This is the official repository of the IEEE SLT 2024 paper Self-Supervised Syllable Discovery Based on Speaker-Disentangled HuBERT.
sudo apt install git-lfs # for UTMOS
conda create -y -n py310 -c pytorch -c nvidia -c conda-forge python=3.10.18 pip=24.0 faiss-gpu=1.11.0
conda activate py310
pip install -r requirements/requirements.txt
sh scripts/setup.sh
import torchaudio
from src.flow_matching import FlowMatchingWithBigVGan
from src.s5hubert import S5HubertForSyllableDiscovery
wav_path = "/path/to/wav"
# download pretrained models from hugging face hub
encoder = S5HubertForSyllableDiscovery.from_pretrained("ryota-komatsu/s5-hubert", device_map="cuda")
decoder = FlowMatchingWithBigVGan.from_pretrained("ryota-komatsu/s5-hubert-decoder", device_map="cuda")
# load a waveform
waveform, sr = torchaudio.load(wav_path)
waveform = torchaudio.functional.resample(waveform, sr, 16000)
# encode a waveform into syllabic units
outputs = encoder(waveform.cuda())
# syllabic units
units = outputs[0]["units"] # [3950, 67, ..., 503]
units = units.unsqueeze(0) + 1 # 0: pad
# unit-to-speech synthesis
audio_values = decoder(units)
Google Colab demo is found here.
You can download a pretrained model from Hugging Face.

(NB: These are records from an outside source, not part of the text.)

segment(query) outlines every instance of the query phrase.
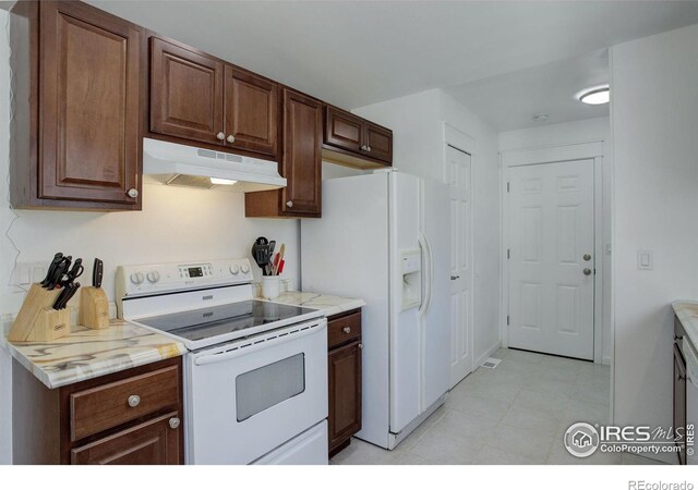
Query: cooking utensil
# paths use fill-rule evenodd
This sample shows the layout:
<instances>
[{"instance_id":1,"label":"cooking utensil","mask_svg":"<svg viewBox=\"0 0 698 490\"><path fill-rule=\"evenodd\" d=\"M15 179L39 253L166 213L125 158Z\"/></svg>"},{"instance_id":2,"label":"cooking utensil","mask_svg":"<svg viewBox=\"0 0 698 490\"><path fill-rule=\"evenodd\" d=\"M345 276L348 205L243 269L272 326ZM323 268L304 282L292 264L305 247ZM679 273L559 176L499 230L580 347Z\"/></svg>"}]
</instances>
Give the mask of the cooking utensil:
<instances>
[{"instance_id":1,"label":"cooking utensil","mask_svg":"<svg viewBox=\"0 0 698 490\"><path fill-rule=\"evenodd\" d=\"M95 264L92 267L92 285L101 287L101 277L104 274L104 262L95 257Z\"/></svg>"},{"instance_id":2,"label":"cooking utensil","mask_svg":"<svg viewBox=\"0 0 698 490\"><path fill-rule=\"evenodd\" d=\"M56 273L56 268L58 267L58 265L60 264L62 258L63 258L63 254L61 252L57 253L53 256L53 260L51 260L51 264L48 266L48 271L46 272L46 278L44 278L44 281L40 282L41 286L46 287L49 284L49 281L51 280L51 278Z\"/></svg>"},{"instance_id":3,"label":"cooking utensil","mask_svg":"<svg viewBox=\"0 0 698 490\"><path fill-rule=\"evenodd\" d=\"M72 284L75 279L80 278L83 272L85 271L85 268L83 267L83 259L82 258L77 258L75 259L75 262L73 264L73 268L65 274L65 279L63 279L63 281L61 282L61 286L67 286L69 284Z\"/></svg>"}]
</instances>

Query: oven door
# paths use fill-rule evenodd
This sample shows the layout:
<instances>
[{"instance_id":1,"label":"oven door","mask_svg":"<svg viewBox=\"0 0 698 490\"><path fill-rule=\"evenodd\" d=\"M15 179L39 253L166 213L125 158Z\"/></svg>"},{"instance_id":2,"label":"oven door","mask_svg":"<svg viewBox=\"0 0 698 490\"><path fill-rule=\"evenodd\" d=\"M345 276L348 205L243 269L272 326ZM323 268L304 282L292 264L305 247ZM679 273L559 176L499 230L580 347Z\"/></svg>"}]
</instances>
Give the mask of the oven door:
<instances>
[{"instance_id":1,"label":"oven door","mask_svg":"<svg viewBox=\"0 0 698 490\"><path fill-rule=\"evenodd\" d=\"M248 464L327 418L324 318L191 353L186 364L188 464Z\"/></svg>"}]
</instances>

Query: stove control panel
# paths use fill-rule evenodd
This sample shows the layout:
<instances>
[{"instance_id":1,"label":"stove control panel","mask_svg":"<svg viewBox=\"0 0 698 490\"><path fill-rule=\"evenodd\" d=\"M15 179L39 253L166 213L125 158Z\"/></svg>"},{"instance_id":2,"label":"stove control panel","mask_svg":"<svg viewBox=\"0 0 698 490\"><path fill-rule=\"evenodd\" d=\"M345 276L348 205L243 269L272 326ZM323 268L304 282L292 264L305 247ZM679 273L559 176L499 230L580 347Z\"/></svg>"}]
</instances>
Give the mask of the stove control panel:
<instances>
[{"instance_id":1,"label":"stove control panel","mask_svg":"<svg viewBox=\"0 0 698 490\"><path fill-rule=\"evenodd\" d=\"M121 266L117 269L117 299L251 282L246 258Z\"/></svg>"}]
</instances>

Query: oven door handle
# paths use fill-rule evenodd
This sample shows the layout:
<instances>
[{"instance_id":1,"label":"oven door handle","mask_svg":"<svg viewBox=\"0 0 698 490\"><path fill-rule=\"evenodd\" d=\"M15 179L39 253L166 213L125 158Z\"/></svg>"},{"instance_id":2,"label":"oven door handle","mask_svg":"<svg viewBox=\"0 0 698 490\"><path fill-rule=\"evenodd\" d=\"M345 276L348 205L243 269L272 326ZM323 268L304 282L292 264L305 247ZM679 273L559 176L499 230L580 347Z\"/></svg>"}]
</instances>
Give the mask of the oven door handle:
<instances>
[{"instance_id":1,"label":"oven door handle","mask_svg":"<svg viewBox=\"0 0 698 490\"><path fill-rule=\"evenodd\" d=\"M256 344L250 343L243 347L236 348L234 351L224 350L222 352L217 354L201 354L198 357L194 358L194 364L196 366L204 366L206 364L222 363L225 360L234 359L236 357L242 357L248 354L252 354L253 352L257 352L262 348L267 348L267 347L277 345L281 342L302 339L308 335L320 333L324 330L323 327L324 327L324 323L314 324L306 330L301 330L300 332L281 334L281 336L275 336L273 339L265 340Z\"/></svg>"}]
</instances>

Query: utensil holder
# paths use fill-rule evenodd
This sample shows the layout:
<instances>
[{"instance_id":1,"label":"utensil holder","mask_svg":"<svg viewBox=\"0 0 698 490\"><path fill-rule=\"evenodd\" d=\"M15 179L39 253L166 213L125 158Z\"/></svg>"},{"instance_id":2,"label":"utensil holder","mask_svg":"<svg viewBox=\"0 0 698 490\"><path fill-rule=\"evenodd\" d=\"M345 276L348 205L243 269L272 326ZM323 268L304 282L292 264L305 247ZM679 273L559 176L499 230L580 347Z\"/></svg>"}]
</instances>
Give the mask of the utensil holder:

You can download datasets under dataset_root
.
dataset_root=data # be consistent with dataset.root in a config file
sh scripts/download_librispeech.sh ${dataset_root}
sh scripts/download_libritts.sh ${dataset_root}
sh scripts/download_librilight.sh ${dataset_root} # 7TB
sh scripts/download_slm21.sh # download sWUGGY and sBLIMP
Tip
If you already have LibriSpeech, you can use it by editing a config file;
dataset:
root: "/path/to/LibriSpeech/root" # ${dataset.root}/LibriSpeech/train-clean-100, train-clean-360, ...
Check the directory structure
dataset.root in a config file
└── LibriSpeech/
├── train-clean-100/
├── train-clean-360/
├── train-other-500/
├── dev-clean/
├── dev-other/
├── test-clean/
├── test-other/
└── SPEAKERS.TXT
python main_speech2unit.py --config configs/speech2unit/default.yaml
To run only a sub-task (train, syllable_segmentation, quantize, or evaluate), specify it as an argument.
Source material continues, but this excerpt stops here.